Le notizie si accavallarono, la confusione aumentò, le chiacchiere si susseguirono in una sorta di girone infernale, dove tutti giravano in tondo, senza sapere dove.

Infine, il sistema collassò e fu quando venne trovata la quarta vittima, la moglie del Rag. Tagliaferri.

La trasmissione delle notizie divenne allora caotica, gli appelli dei religiosi si moltiplicarono, sovrapponendosi, un sottile stato d'ansia prese tutti i cittadini, la gente cominciò a guardarsi con sospetto, il vicino divenne un possibile nemico e anche l'amico più fidato sembrò celare una personalità contorta fino ad allora sconosciuta.

I passanti diventarono esseri potenzialmente pericolosi e in breve tutti finirono con il diradare le uscite.

Si creò una situazione di stallo, mentre tutti aspettavano con ansia che gli investigatori annunciassero la lieta novella; passarono così i giorni, tetri, senza albe e tramonti, in una città che sembrava in stato di assedio.

E un sabato pomeriggio proprio un poliziotto, in servizio di sorveglianza, scoprì la quinta vittima, subito dopo aver incontrato per la strada un uomo che non gli era sconosciuto.

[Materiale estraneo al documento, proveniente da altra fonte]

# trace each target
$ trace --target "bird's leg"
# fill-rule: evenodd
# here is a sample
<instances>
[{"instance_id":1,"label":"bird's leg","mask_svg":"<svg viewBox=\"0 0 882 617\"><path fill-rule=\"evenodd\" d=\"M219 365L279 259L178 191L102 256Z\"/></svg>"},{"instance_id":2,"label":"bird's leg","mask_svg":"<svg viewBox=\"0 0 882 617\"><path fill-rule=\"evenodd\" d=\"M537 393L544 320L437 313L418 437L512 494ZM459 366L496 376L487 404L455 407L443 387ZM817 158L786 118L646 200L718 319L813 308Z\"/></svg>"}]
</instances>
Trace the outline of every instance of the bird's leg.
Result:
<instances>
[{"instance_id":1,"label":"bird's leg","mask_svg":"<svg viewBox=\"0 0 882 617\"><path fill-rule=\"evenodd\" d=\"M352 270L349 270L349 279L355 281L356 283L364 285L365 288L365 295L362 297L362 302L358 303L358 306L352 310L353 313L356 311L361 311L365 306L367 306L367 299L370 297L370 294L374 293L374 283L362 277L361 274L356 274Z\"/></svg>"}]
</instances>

In breve,  lo prelevarono da casa, lo portarono in Questura e dopo una notte di interrogatori lo arrestarono.

Mi vengono i brividi se penso a quando lessi l'edizione straordinaria del quotidiano locale “Catturato il mostro: è il Rag. Tagliaferri”.

Non feci in tempo a riprendermi che già bussavano alla mia porta; immaginai il titolo, ancor più straordinario “I mostri sono due”; sì, perché avevamo congegnato bene il tutto, un piano perfetto, incredibilmente bello, per degli omicidi apparentemente senza movente: il Rag. Tagliaferri, che avevo conosciuto del tutto casualmente, avrebbe ucciso mia moglie e io la sua, con alibi per entrambi a prova di bomba; nella sua ossessione di perfezionismo avevo avallato anche i primi due omicidi, sempre eseguiti da lui, con il preciso scopo di dare ai nostri una connessione logica con questi. Ma quel cretino, senza dirmi nulla, aveva voluto strafare, pensando che una quinta vittima ci avrebbe messi al riparo da anche il più remoto dei rischi.